It started early Monday morning. 530 am, not even a mile in to my run I felt suffocated by my own lungs. What should have been a very successful 5 mile run turned out to be a taxing 4 miles while I struggled to breathe. It made absolutely no sense to me. Since I quit smoking 5 months ago my lungs have slowly but steadily improved making my runs that inch more enjoyable. When I reached my apartment I stretched and found a comfortable breathe again praying my struggle hasn’t been the beginning of an anxiety filled week.
Ever since I can remember I’ve struggled with anxiety issues. Over the past 6 years I’ve learned to take care of myself and monitor my symptoms and behaviors to ward off panic attacks but sometimes, like this week, they feel unstoppable. I have very little reason to be anxious. In fact, I’ve had an extremely productive and inspiring week.
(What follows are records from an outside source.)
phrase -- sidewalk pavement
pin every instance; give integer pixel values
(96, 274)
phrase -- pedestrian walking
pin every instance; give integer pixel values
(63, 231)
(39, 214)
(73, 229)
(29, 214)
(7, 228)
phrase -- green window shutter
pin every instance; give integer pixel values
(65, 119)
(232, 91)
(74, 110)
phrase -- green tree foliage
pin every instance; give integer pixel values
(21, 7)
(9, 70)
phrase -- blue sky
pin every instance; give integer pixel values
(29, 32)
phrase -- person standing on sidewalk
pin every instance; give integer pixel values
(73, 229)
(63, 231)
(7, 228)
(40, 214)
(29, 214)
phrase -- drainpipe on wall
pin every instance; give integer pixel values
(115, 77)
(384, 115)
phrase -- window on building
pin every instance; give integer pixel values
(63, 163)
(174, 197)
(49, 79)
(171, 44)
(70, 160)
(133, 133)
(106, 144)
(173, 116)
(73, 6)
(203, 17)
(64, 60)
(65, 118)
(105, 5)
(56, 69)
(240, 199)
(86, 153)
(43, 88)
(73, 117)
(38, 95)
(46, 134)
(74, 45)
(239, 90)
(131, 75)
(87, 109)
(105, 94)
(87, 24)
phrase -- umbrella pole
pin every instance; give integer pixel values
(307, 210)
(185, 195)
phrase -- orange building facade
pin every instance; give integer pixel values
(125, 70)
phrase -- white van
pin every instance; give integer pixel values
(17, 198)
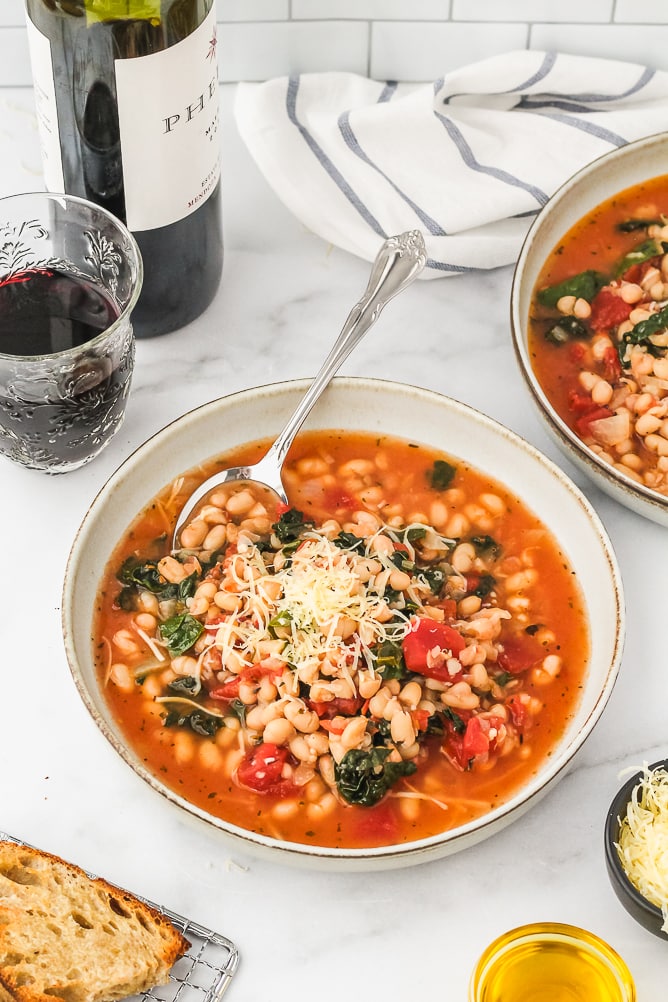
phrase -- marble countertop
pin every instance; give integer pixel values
(303, 934)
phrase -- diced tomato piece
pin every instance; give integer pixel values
(478, 740)
(340, 706)
(228, 689)
(612, 367)
(424, 644)
(420, 718)
(336, 498)
(476, 737)
(262, 768)
(583, 424)
(577, 351)
(270, 667)
(608, 311)
(518, 710)
(521, 651)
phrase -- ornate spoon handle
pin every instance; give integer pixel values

But that’s quite possibly the worst part of my anxiety, it’s ability to undermine any relevant happiness or joy I’m experiencing.
As the week progressed my runs got worse and by last night I struggled to breathe even while sitting still. Simple tasks like getting my purse out of the car made me anxious. As I fumbled with the strap caught on the seatbelt my heart rate quickens and I lose all ability to breathe normally. In fact I’ve taken very few full breathes since this morning. Trying everything from increased exercise to edition to simple breathing exercises, I’m now at a loss. Feeling borderline panic attack for absolutely no reason. Terrifying. It’s been about a year since this last happened and most days I thank heaven it doesn’t happen more often but I don’t know what to do. So I thought perhaps writing might help. Seeing as I’ve entirely neglected this blog for the past month, this might be a win/win??? I promise to write more positive things this weekend…. For now I’m going to go back to breathing….. Or maybe make some paleo berry pie!?!?!